After loading up my plate and tray with fried fish and pierogi goodness, I selected a table that was a little out of the way and retrieved a glass of chilled water from a table at the head of the room. Here was a shot of my entire dinner:
Let's start with the Boston clam chowder first:
Having been ladled from a large crockpot into this styrofoam bowl, I was fairly confident that this was a homemade soup. Sadly, this would turn out to be the only thing homemade on the dinner buffet tonight. While the creamy soup was nicely seasoned and had a nice flavor, there was hardly anything solid in the bowl. From the very first spoonful to the last, the amount of potatoes, clams, and anything else was just lacking. Fortunately I had the presence of mind to grab a few of the oyster cracker packages when I was being served my food. At least I could add them in to break up the textural monotony.

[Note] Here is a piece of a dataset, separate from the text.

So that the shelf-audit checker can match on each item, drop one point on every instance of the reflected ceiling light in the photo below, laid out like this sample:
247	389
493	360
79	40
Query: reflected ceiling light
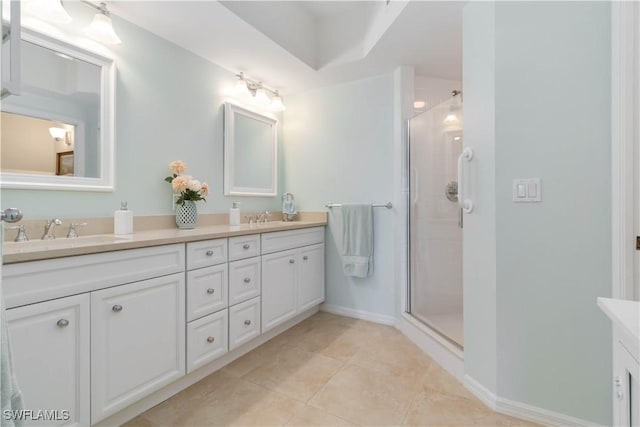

Having eaten half of my soup, I next turned to the fried fish:
I learned from the woman dishing out the fried fish that this was actually made from a fish called hoki. Considering that the origin of this fish was somewhere between Australia and New Zealand, I think it's pretty safe to say that the fish being served at Our Lady of Grace was fried-from-frozen. The coating was crisp, but a tad bit too greasy. The flesh of the fish had a nice flavor and wasn't too thin, but lacked the kind of moistness I had experienced at Our Lady of Peace and St. Joan of Arc.
As soon as the worker serving the pierogi lifted the lid on her chaffing dish,
I knew from their uniformity that these had to be commercially made. However, I played dumb and asked about their provenance. The woman spooning these out paused, looked at me thoughtfully, and responded, "Well, they were made in somebody's home. Does that count?" She and I both chuckled, but on the inside I was thinking, "No." While physically these didn't look like the Mrs. T's pierogi I had eaten at Our Lady of Peace, the taste and texture of casing and filling were identical. The fried onions, which I suspect had been made by emptying bags of frozen, pre-cut onions (like the kind my grandmother buys because her arthritis prevents her from possessing the dexterity to chop the real thing) into a pot with butter, were cooked all the way through and added a nice contrasting flavor. It should be noted that the only flavor of pierogi available tonight was potato and cheese.
Here was a side shot of one of my pierogi:
While the homemade potato and cheese pierogi I had eaten earlier in the day at Peninsula United Methodist had contained little nuggets of actual potato, the filling in this pierogi was completely homogenized so that there was no variation in taste or texture. As one would expect, the pierogi were simply average.
Turning my attention to the cold items on my tray, next up was the coleslaw:
If the fish and the pierogi were both made from frozen, I didn't have high hopes for the coleslaw either. There really wasn't a whole lot to say except that two or three bites of this side dish and my suspicions were confirmed. You could've easily substituted in any other commercially made coleslaw and it would've had the same impact.
Finally, the last remaining bit of food on my plate:
I'll keep this one short: Food service roll, pat of butter, packet of cloyingly sweet tartar sauce.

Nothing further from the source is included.